Don’t Tell Marshall Bruce Mathers, III

Don’t Tell Marshall Bruce Mathers, III April 27, 2017

Apparently when Eminem performs, by Rev. Jemar Tisby’s logic, the white rapper is guilty of putting on black-face. In the context of a controversy over Baptist seminary professors who dressed up as gang members, posed for a photo later tweeted, to send off a white colleague who sometimes performs Christian rap, Pastor Tisby argues the professors belittled blacks:

Whatever their intentions, the photo is problematic for at least three main reasons. First, as a comparison, consider why blackface is so offensive. Starting in the early 19th century, white actors would apply black makeup to their faces and exaggerate their lips in a caricature of African American looks. Then they performed racist tropes on stage for laughs. Blackface denigrates people of African descent. It says that skin color can make someone intellectually and culturally inferior, so it’s not a problem to imitate their appearance for the sake of amusement.

In a similar way, putting on clothes typically associated with racial and ethnic minorities communicates that a person’s culture has value only as entertainment. That’s why you can’t dismiss this photo as “just a joke.” It harks back to a history of dehumanization.
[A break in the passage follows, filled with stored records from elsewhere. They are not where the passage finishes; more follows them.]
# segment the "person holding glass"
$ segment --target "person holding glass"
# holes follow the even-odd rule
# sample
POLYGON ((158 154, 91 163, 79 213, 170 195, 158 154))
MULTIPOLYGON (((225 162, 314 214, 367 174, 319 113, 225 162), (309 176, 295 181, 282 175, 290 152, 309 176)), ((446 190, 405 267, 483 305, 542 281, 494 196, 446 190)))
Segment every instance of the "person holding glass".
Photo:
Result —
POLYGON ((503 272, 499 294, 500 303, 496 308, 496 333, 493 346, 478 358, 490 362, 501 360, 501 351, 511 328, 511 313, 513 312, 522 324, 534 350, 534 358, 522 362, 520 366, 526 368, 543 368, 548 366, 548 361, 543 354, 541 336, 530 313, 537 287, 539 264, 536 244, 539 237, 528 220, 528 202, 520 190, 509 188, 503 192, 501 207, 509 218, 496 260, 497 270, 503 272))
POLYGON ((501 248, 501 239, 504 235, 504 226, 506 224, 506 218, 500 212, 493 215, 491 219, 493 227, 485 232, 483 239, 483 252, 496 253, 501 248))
This is a curious reaction if only because a charitable reading (to which Christians are sometimes called) is to echo Oscar Wilde that “Imitation is the sincerest form of flattery that mediocrity can pay to greatness.” Why weren’t the professors, no matter how silly they looked, simply guilty of trying to hard — the way guys sometimes look when they court gals? Since Pastor Tisby wants to see racially integrated churches, I’m not sure why seeing whites dress in the vernacular of the street is an indication of white disapproval (or mocking) of what he regards as ethnic or racial cultural forms. (In fact, if you go anywhere in the United States you can see people, no matter their race, “dressed in hoodies, gold chains, bandannas and caps.”)

For the record, readers may want to recall that four years or so ago, when a few white pastors and theologians were outspokenly critical of Christian rappers, they received a fair amount of scorn from rap’s fans and from Christian spokesmen who didn’t necessarily get rap. Now, when white men imitate a certain urban style of dress in the context of a friend who raps also violate standards that Miss Manners has yet to define, I do wonder whether the conversation on race will ever get off the ground. I also wonder what Pastor Tisby’s reaction is to white men who rap in business suits. Does this belittle rappers?

One interlocutor who might help such a conversation is Thomas Chatterton Williams, the author of Losing My Cool, a memoir about an African-American who grew up on hip-hop and its lure of gangsta street codes only to find his way out through the study of Sartre and Heidegger. One of many arresting observations that Williams comes in his commentary on white friends who compartmentalized their hip-hip experience so that they could pursue school work and careers without missing a beat while also imitating the language and mannerisms at times of hip-hop entertainers in select settings:

One of the main reasons, it dawned on my, is that too many blacks do not approach hip-hop ironically. Whites and other non-blacks like Bryan and Ted enjoy the very real pleasures of the music while avoiding the many pitfalls of the culture precisely because they listen with a sense of irony. For my black friends and me, there was nothing ironic about the business of keeping it cool. Quite the opposite — this is what many of us were most sincere about. . . . RaShawn had none of the necessary psychological detachment and emotional remove that Bryan could bring with him to the interaction. RaShawn saw himself in these songs, whereas Bryan simply came to appreciate hip-hop in the way that, say, someone not from India might come to appreciate yoga. Regardless of his enthusiasm for hip-hop, there could never be any question of whether Bryan might actually belong to the street culture that produced it. The truth is that he couldn’t, and no one would ever expect him to — hence the irony of his adoption of this peculiar language and set of manners. Not, Bryan was into hip-hop, I realized, but he wasn’t of it; sadly RaShawn was of it even more than he was into it. (182-83)

That point about irony raises a question for Pastor Tisby: why does a Protestant pastor apparently assume gangster mannerisms are an authentic expression of black culture to which whites have no legitimate access?